Zanzabar & UN: Zanzibaris authority to investigate the allocation of heritage sites to hotel investment

Reports Leo Odera Omolo

INFORMATION emerging from Zanzibar says the revolutionary government is reported as planning to launch a full scale investigation over the alleged irregular award of contract to develop a popular cultural site into a five star class hotel.

The controversy, which some government officials says is affecting a former cabinet member, they insist carries a risk hurting the country’s tourism, sector.

Mambo Msiige, an old cultural building is to be redeveloped but Kempinski at Stone Town. But UNESCO World Heritage Center has warned that this could see one of the most popular tourist attractions, in the Zanzibar Island, being struck off the prestigious list of World Heritage sites.

The Isles Minister for Information, Culture, Tourism and Sports in the semi-autonomous Revolutionary Government Abdilahi Jihad Hassan was widely quoted by the press last week as having said that the government is soon going to launch an extensive inquiry on some government official who have issued investment certificates without the government knowledge.

The Minister disclosed that the government would soon form a task force to probe the controversy.

“The government is supposed to be informed on any major rehabilitation project, but we have not had any information. What I know is that the private investor may have got the go-ahead from higher authorities,” the Minister told the EASTAFRICAN weekly without giving details on the lists of officials to be investigated.

It was further reported, however, that a decision on the Heritage Site will be made next month during the United Nations Education and Scientific and Cultural Organization {UNESCO} general conference.

Meanwhile, a team of experts from UNESCO is expected in the country this week to assess the situation on the ground and consult the Isles government.

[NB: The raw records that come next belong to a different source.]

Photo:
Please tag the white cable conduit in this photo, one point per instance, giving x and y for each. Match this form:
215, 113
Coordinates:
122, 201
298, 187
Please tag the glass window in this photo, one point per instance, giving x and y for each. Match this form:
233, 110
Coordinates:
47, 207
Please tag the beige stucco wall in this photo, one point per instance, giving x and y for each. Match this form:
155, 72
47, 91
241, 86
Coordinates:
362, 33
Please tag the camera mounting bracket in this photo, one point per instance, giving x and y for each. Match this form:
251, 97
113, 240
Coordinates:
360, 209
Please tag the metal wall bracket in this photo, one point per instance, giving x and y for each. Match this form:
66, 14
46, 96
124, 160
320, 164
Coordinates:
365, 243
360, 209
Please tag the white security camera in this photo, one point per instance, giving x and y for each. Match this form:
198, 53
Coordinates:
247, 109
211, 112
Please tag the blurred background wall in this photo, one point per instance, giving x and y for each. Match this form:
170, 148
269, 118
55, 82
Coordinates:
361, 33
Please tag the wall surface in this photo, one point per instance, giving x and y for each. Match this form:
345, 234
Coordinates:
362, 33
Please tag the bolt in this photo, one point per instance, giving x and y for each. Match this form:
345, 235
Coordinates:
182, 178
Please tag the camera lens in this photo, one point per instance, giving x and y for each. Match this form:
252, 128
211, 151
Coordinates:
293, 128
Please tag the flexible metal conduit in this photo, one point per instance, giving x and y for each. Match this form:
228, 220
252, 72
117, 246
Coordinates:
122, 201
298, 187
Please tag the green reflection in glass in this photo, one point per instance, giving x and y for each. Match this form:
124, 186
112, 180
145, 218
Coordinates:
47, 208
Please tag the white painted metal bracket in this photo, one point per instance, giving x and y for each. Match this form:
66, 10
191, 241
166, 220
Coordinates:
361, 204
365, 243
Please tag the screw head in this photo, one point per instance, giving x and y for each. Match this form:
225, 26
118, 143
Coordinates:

If de-listed, Zanzibar would become the third Heritage Site to suffer such a fate since the creation of the World Heritage sites in 1972.

Mounting opposition to the development of the site is high from environmentalists’ and conservationists on this Indian Ocean archipelago, with critics reportedly asking UNESCO for a thorough review of the situation.

Among the world renown heritage sites removed so far from the Unesco list is Germany’s Dresden Elbe Valley in June 2009,owing to construction of a four-lane bridge at the heart of the cultural landscape.

The Arabian Oryx Sanctuary in Oman, a home to the rate antelope was the first to be dropped from the list in 2007 after the government reduced the sanctuary’s land by at least 90 per cent for a hotel investment.

Some official in Zanzibar says the loss will damage both the Stone Town’s reputation and its tourism revenue.

The proposed hotel, the critics maintained will ruin the city’s unique low-rise skyline and dwarf its neo-classical architecture, which includes 500 different type of workmanship reflected in brass studded carved, wooden doors, and a fascinating labyrinth labyrinth of narrow streets and alleys.

The planned hotel is to be built at the Forodhani seafront. The Zanzibar lobby groups said it was not consulted prior to plans to release Starehe Club – an open space- and Mambo Msiige building to the new investor.

However ,Issa Makarani, the director general of the Stone Town Conservation and Development Authority, admitted his group were fully involved in the planning of the hotel, adding that the architecture heeds conservation regulations.